A Third Princess Diaries Film Is In the Works

Cue the Genovian National Anthem!

It’s been 21 years since The Princess Diaries hit theaters, and there’s something that still holds up about the tale of surprise nepo baby Mia Thermopolis (that’s Amelia Mignonette Thermopolis Renaldi, royally), the nerdy San Francisco teen whose single mother-raised bohemian lifestyle is upended when she finds out she’s heir to the Genovian throne.

In 2004, we were once again graced with the presence of Julie Andrews as Queen Clarisse Rinaldi and Anne Hathaway as Thermopolis in the film’s sequel Princess Diaries 2: Royal Engagement, which doesn’t conjure any images besides Hathaway and Raven-Symone mattress surf down the castle’s grand staircase. Now, against all odds, a third Princess Diaries film is in the works. But as the original film’s theme song “Miracles Happen” by Myra goes: “Miracles happen/ Once in a while/ When you believe.”

Anne Hathaway is not contractually obligated to sign on to the project, but she has publicly expressed support and has hinted that she would be involved. And speaking of miracles, she’s pulling to get Andrews to return.

“I would more than entertain it, I’m pulling for it,” Hathaway recently told Entertainment Tonight. “If there’s any way to get Julie Andrews involved, I think we would make it work.
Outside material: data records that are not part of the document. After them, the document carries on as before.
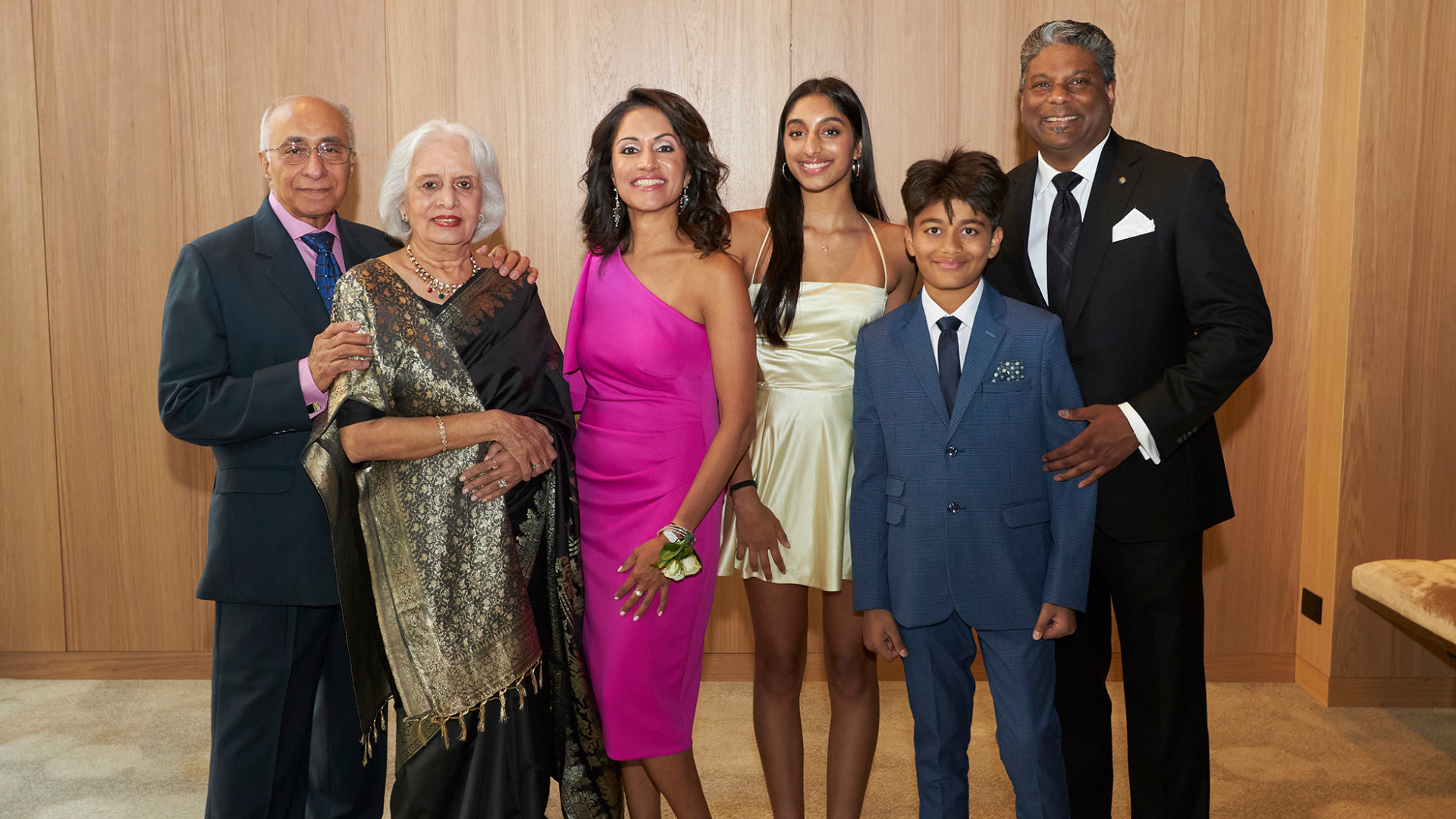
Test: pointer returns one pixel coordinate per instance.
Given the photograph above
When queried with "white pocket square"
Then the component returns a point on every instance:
(1133, 224)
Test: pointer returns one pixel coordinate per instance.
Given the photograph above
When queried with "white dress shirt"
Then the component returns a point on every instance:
(963, 334)
(1043, 196)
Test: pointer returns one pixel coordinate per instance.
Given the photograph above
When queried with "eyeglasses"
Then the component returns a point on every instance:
(297, 153)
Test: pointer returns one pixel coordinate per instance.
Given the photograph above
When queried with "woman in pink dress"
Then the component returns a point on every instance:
(660, 357)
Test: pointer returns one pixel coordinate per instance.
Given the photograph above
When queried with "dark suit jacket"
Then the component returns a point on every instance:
(952, 512)
(1171, 321)
(240, 311)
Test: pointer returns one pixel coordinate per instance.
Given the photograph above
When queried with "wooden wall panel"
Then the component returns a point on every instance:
(31, 598)
(1329, 280)
(1266, 143)
(1402, 330)
(149, 115)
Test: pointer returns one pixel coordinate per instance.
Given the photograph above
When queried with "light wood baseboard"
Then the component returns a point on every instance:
(1376, 691)
(1219, 668)
(107, 665)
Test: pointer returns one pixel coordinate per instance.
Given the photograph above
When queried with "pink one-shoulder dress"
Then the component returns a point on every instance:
(641, 376)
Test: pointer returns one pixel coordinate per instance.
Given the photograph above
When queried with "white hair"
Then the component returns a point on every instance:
(264, 124)
(392, 191)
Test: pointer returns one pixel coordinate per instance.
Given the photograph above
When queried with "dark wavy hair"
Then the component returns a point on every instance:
(780, 295)
(705, 219)
(971, 177)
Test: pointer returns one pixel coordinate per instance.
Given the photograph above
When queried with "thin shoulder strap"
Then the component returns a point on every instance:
(883, 265)
(756, 260)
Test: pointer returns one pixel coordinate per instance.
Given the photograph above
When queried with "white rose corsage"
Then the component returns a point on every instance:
(677, 558)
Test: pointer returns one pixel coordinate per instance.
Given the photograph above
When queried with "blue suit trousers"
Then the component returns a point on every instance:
(1022, 678)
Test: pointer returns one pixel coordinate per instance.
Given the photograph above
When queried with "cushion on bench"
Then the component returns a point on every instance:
(1420, 591)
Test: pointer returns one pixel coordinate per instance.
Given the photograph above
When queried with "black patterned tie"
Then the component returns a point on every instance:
(948, 353)
(325, 268)
(1062, 241)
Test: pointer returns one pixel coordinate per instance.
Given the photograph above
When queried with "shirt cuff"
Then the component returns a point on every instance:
(1145, 438)
(316, 401)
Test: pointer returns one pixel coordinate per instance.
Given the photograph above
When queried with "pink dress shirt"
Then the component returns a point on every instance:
(297, 229)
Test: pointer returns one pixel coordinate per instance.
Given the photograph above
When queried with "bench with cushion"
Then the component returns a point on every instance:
(1421, 592)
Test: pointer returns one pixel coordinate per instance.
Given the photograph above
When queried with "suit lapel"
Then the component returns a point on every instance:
(287, 271)
(1112, 188)
(981, 350)
(1015, 231)
(915, 340)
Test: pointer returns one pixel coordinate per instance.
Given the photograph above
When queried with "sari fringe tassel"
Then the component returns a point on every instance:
(441, 720)
(379, 726)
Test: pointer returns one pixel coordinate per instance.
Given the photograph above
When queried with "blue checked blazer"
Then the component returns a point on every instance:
(954, 513)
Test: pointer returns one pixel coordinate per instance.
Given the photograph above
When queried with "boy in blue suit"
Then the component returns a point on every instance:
(954, 525)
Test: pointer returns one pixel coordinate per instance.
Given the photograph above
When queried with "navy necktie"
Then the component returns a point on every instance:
(948, 353)
(1062, 241)
(327, 268)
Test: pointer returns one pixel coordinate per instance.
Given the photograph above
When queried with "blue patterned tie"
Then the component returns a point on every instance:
(948, 353)
(327, 268)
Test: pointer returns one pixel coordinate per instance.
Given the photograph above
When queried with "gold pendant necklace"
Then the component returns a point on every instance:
(435, 284)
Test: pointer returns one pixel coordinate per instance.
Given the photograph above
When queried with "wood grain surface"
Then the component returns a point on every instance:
(31, 595)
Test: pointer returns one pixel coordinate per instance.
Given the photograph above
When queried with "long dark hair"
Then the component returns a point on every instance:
(780, 295)
(705, 219)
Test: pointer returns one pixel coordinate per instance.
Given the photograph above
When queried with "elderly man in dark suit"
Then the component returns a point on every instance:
(1164, 316)
(248, 354)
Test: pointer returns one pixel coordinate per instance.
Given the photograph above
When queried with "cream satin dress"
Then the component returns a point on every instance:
(802, 453)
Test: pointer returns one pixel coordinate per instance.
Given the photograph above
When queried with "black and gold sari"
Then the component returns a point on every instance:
(468, 613)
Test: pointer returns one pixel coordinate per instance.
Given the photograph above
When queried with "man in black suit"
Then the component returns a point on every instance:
(1164, 316)
(248, 354)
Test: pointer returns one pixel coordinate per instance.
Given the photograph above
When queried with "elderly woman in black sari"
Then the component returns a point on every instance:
(446, 471)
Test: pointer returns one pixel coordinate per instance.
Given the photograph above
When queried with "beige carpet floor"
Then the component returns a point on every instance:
(137, 749)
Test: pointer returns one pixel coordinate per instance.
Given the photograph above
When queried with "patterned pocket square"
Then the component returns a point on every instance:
(1008, 371)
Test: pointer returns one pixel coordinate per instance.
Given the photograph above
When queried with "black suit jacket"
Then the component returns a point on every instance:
(1171, 321)
(240, 311)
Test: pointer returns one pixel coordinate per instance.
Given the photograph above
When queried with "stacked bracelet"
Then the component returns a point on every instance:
(742, 484)
(677, 558)
(676, 534)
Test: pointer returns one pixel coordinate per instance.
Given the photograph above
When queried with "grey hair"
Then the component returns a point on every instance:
(392, 191)
(1071, 33)
(262, 126)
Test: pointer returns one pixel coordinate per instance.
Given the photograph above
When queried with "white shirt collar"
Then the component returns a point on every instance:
(1087, 168)
(965, 312)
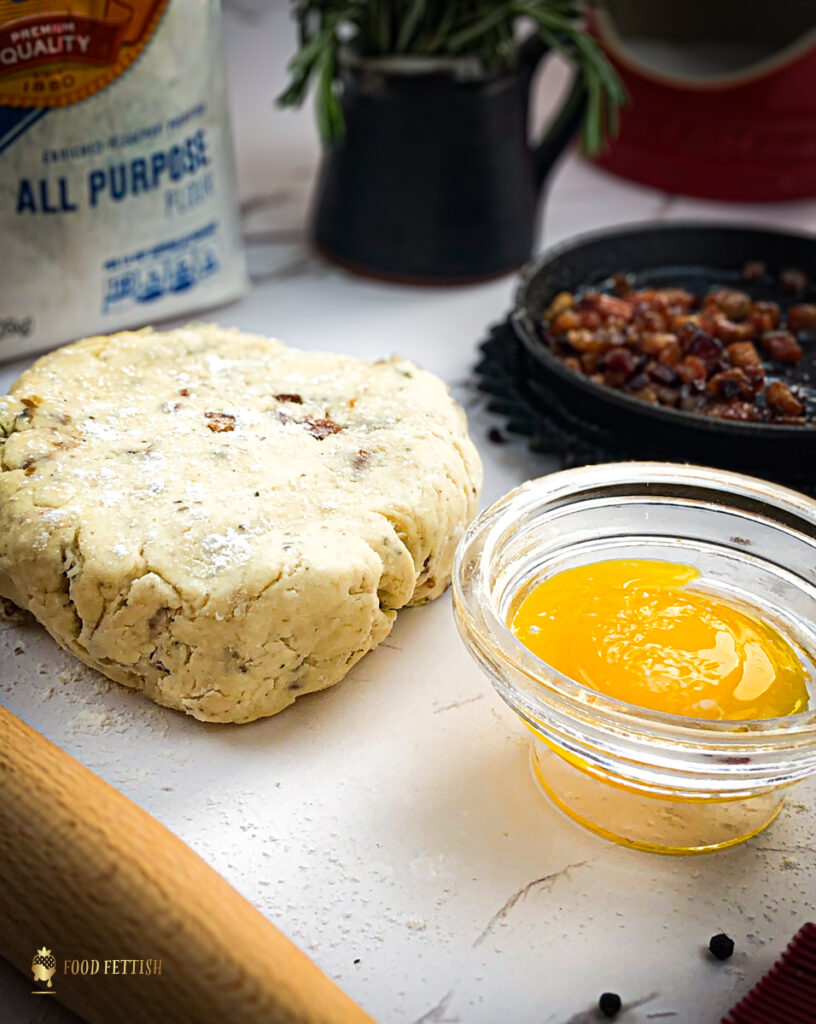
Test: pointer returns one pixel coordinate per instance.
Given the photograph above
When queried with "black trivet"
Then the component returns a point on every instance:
(530, 406)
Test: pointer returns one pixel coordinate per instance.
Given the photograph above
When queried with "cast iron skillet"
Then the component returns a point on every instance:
(690, 255)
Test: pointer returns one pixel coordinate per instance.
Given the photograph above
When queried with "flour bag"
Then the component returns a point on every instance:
(117, 181)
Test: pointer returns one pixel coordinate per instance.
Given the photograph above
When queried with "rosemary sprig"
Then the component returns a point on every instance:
(482, 29)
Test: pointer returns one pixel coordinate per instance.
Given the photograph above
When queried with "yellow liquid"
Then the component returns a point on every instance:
(636, 631)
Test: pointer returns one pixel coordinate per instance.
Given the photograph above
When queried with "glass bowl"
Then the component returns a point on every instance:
(645, 778)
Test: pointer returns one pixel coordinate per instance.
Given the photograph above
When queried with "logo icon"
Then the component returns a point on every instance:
(54, 54)
(43, 968)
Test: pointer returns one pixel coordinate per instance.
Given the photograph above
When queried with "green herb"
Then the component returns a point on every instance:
(482, 29)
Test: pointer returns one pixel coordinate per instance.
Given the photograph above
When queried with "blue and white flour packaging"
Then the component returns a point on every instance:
(118, 201)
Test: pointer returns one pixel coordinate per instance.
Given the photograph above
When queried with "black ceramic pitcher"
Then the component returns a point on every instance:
(435, 180)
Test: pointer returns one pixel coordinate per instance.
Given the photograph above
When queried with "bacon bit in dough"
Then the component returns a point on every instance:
(219, 422)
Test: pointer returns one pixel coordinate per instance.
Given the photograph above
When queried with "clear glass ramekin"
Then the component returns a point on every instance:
(645, 778)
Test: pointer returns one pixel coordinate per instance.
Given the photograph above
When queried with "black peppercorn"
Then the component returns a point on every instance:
(609, 1004)
(721, 946)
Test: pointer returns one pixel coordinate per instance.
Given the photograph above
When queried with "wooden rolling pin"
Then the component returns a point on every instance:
(90, 876)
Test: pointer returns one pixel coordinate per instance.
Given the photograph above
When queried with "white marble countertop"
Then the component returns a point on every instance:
(391, 825)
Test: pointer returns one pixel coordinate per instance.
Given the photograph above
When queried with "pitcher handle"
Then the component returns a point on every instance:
(565, 124)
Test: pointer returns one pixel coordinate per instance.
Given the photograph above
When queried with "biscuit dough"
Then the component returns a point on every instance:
(221, 521)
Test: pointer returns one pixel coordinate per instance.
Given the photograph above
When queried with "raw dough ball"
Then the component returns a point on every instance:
(224, 522)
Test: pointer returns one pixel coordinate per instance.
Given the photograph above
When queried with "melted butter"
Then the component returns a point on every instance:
(636, 631)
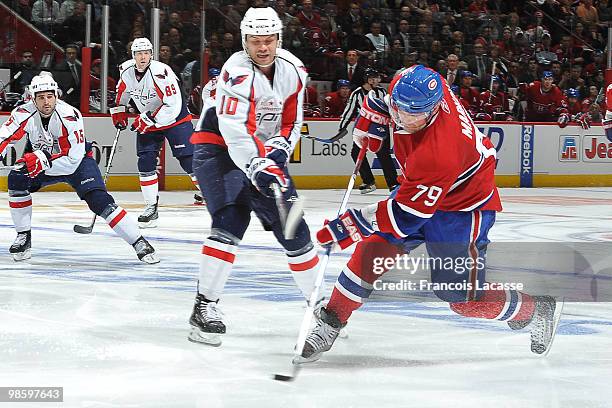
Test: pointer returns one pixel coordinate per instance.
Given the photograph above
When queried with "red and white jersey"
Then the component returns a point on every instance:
(156, 91)
(447, 166)
(609, 102)
(63, 137)
(544, 106)
(250, 108)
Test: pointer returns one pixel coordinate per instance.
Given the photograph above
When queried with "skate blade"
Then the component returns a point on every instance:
(299, 360)
(150, 258)
(149, 224)
(198, 336)
(22, 256)
(557, 319)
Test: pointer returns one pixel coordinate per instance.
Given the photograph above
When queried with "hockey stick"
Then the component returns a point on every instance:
(314, 295)
(340, 135)
(81, 229)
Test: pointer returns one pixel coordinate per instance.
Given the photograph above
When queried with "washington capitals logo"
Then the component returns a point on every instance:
(162, 76)
(234, 81)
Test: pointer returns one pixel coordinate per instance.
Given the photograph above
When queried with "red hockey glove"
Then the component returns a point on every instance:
(584, 120)
(143, 123)
(563, 120)
(607, 124)
(263, 172)
(278, 149)
(119, 117)
(36, 162)
(349, 228)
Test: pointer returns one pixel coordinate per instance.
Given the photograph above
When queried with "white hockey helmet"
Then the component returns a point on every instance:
(261, 21)
(141, 44)
(41, 83)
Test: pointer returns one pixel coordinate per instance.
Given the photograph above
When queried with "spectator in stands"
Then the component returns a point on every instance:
(28, 70)
(281, 9)
(480, 64)
(309, 18)
(359, 42)
(378, 40)
(403, 35)
(45, 14)
(452, 71)
(294, 40)
(68, 75)
(334, 103)
(531, 73)
(351, 70)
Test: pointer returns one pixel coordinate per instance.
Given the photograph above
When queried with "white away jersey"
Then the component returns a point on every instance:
(250, 109)
(157, 92)
(64, 136)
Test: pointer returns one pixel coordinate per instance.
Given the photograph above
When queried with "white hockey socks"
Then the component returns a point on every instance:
(304, 269)
(21, 211)
(215, 266)
(149, 186)
(119, 220)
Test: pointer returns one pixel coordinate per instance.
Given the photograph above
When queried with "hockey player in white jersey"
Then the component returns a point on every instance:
(56, 152)
(152, 89)
(242, 144)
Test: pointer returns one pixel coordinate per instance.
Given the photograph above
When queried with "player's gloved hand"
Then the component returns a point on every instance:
(263, 172)
(36, 162)
(584, 120)
(278, 149)
(607, 124)
(349, 228)
(143, 123)
(119, 117)
(563, 120)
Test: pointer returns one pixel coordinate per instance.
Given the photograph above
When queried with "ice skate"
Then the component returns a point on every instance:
(21, 248)
(544, 323)
(149, 217)
(144, 250)
(198, 199)
(367, 188)
(206, 322)
(321, 337)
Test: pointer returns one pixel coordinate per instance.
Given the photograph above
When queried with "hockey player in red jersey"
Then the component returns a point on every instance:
(545, 101)
(494, 102)
(447, 200)
(335, 102)
(607, 122)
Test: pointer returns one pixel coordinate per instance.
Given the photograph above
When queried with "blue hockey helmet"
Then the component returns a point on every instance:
(343, 82)
(213, 72)
(572, 93)
(416, 97)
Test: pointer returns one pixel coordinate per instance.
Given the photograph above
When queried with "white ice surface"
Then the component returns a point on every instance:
(84, 314)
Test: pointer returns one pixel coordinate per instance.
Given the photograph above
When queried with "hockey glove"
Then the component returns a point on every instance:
(263, 172)
(119, 117)
(143, 123)
(608, 128)
(349, 228)
(36, 162)
(278, 149)
(584, 120)
(563, 120)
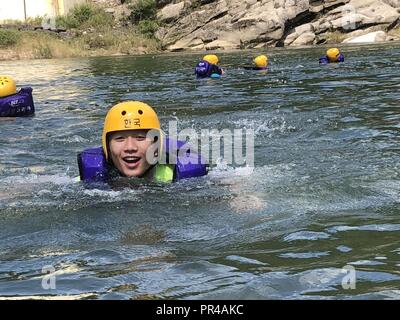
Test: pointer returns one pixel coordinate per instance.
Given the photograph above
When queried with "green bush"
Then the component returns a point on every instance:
(143, 10)
(83, 13)
(85, 16)
(148, 27)
(43, 51)
(100, 42)
(9, 38)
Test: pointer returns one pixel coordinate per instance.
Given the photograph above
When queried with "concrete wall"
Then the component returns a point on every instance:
(17, 9)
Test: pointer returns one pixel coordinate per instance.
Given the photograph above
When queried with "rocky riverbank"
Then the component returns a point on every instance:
(189, 25)
(237, 24)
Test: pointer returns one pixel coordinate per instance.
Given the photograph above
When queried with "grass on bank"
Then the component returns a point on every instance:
(91, 32)
(44, 45)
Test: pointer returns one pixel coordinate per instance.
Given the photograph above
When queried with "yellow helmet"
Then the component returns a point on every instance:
(7, 86)
(130, 115)
(261, 61)
(333, 54)
(211, 58)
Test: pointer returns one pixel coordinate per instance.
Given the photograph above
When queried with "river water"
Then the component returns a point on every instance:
(316, 218)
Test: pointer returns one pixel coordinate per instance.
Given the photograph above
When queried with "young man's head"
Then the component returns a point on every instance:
(211, 58)
(261, 61)
(126, 142)
(333, 54)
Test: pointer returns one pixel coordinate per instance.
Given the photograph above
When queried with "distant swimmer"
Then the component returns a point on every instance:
(208, 68)
(13, 103)
(260, 63)
(333, 55)
(134, 146)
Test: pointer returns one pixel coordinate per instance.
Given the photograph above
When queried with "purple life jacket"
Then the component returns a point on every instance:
(93, 166)
(203, 69)
(325, 59)
(17, 105)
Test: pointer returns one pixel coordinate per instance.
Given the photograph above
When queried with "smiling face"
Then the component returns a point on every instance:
(128, 152)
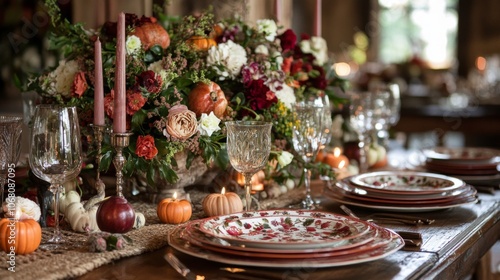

We would go to where she was and put a green screen behind her and just make it happen." (Now that’s the A24 film we need.)

It’s unclear who from the original Princess Diaries crew will be involved. Debra Martin Chase, who produced the first two films, is returning as a producer, while Supergirl, Reacher and Quantum Leap writer Aadrita Mukerji is working on a script. Personally, I’m pulling for Mandy Moore to reprise her role as evil cheerleader Lana (“Lana got coned!”), Sandra Oh to come back as Principal Gupta, Paolo to return as the slightly problematic makeup artist to teach me more about eyebrows (“I love your eyebrows. We’ll call them Frida and Kahlo”), and more importantly: for Robert Coppola Schwartzman to ditch Rooney and return as Michael, the unlikely hearthrob who “fixes cars, play guitar, and he can sing.”

We know no plot details at this time, but if the film continued along the same universe timeline, Mia Thermopolois would now be 37 years old, about a decade too late for a Saturn Return storyline and just too early for a mid-life crisis plot. A royal baby perhaps?